The other day at work, I was hanging out with my friend in another department. She referred to her office mate as a “bulldog.” Basically, she was implying that this girl says whatever she thinks, and will step on lots of different people to get what she wants. And does it with a really white smile.

I guess it got me thinking. First, it got me thinking to how cute bulldog puppies are (since I am 100% a dog person), but after that it got me thinking about how they can sometimes change to be…not so cute in personality.

Sometimes at work, we have to act different. We have to be people that we’re not -or at least play a part. We deal with people that are not always the nicest – and we almost ALWAYS deal with a bulldog once in our careers. In my attempts to figure out what will make me happy in my career (and in life), I always come back to the question of being a bulldog. Do I become that person that fights only for themselves just to get ahead?

Side note: It’s actually ironic that I’m addressing this as someone in a nonprofit – but there are bulldogs everywhere, even in my sector.

I have a little bit of this type of person in me. As a New Yorker, I sometimes come out with guns blazing before I’ve heard the full side of the story. I’m passionate. I fight for people. It’s the reason I do what I do. But I’ve had to learn.

Even more than passion and a sense of fighting for what’s right, the nonprofit sector has taught me that you have to also put compassion and compromise first. You have to see the big picture, at the same time that you’re sorting through the details. Also, you MUST connect with others. You must compromise.

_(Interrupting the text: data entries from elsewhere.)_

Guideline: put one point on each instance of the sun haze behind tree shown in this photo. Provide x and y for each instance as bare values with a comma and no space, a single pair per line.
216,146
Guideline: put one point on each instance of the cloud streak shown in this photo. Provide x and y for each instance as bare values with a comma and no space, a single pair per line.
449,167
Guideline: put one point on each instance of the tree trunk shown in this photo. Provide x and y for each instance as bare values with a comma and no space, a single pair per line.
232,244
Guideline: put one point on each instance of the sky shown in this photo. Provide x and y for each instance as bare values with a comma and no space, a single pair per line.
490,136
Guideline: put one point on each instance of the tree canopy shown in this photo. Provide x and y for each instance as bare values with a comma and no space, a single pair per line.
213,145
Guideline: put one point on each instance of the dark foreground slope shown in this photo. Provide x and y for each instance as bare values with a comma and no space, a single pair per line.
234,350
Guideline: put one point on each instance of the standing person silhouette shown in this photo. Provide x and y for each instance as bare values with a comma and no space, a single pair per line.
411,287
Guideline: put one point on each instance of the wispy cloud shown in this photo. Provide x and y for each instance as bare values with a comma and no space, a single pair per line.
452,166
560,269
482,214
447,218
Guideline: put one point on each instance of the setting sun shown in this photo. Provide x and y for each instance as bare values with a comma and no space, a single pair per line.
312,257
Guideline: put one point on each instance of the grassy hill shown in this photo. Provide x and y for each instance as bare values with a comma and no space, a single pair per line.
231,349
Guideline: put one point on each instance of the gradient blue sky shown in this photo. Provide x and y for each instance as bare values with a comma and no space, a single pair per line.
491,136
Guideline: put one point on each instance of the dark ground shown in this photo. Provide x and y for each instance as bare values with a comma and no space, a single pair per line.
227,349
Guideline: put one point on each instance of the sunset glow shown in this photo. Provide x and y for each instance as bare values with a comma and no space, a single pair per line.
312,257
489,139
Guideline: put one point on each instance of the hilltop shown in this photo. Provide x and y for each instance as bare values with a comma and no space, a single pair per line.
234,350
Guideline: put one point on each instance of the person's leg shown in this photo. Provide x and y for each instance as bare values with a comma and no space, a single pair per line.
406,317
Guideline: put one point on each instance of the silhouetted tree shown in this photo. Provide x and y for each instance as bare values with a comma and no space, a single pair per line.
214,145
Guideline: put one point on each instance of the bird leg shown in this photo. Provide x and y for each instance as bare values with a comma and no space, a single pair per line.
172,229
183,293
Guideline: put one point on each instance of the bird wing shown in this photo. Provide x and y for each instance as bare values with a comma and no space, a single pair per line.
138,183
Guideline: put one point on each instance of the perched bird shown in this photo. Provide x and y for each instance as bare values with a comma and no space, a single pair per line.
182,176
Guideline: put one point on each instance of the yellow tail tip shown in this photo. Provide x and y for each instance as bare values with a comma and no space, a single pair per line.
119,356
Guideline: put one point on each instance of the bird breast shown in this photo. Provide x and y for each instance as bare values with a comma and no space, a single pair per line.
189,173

In one of my first classes in undergrad, Community Empowerment, we did an exercise. We were split up into groups and forced to become our own independent communities. THEN, in an exercise in creative imagination, we had to figure out how to design social services so that they wouldn’t have inefficient overlap.

This meant that we had to all work together, community to community, nonprofit to nonprofit to help find solutions. It was ridiculously difficult. Bulldogs and pitbulls overtook the group dynamics to get credit from the professor. This was my first exercise in trying NOT to overtake anything. Compromise was the point.

Later on, I wound up being an intern at the same professor’s nonprofit. It was a foster care advocacy agency, and he was the Executive Director. Thoughts of that very exercise played through my mind as I entered the “real” nonprofit world.

We can’t always be timid, and we can’t always be bulldogs. Fighting for people, and for changing the world requires teeth that can be put away quickly (like how in that show True Blood on HBO, the vampires only show teeth when they’re hungry. Stretch?)

This organization has a lot of bulldogs. It is like we are running a doggy day-care. I keep remembering my professor and his community exercise, and it reminds me who we’re fighting for.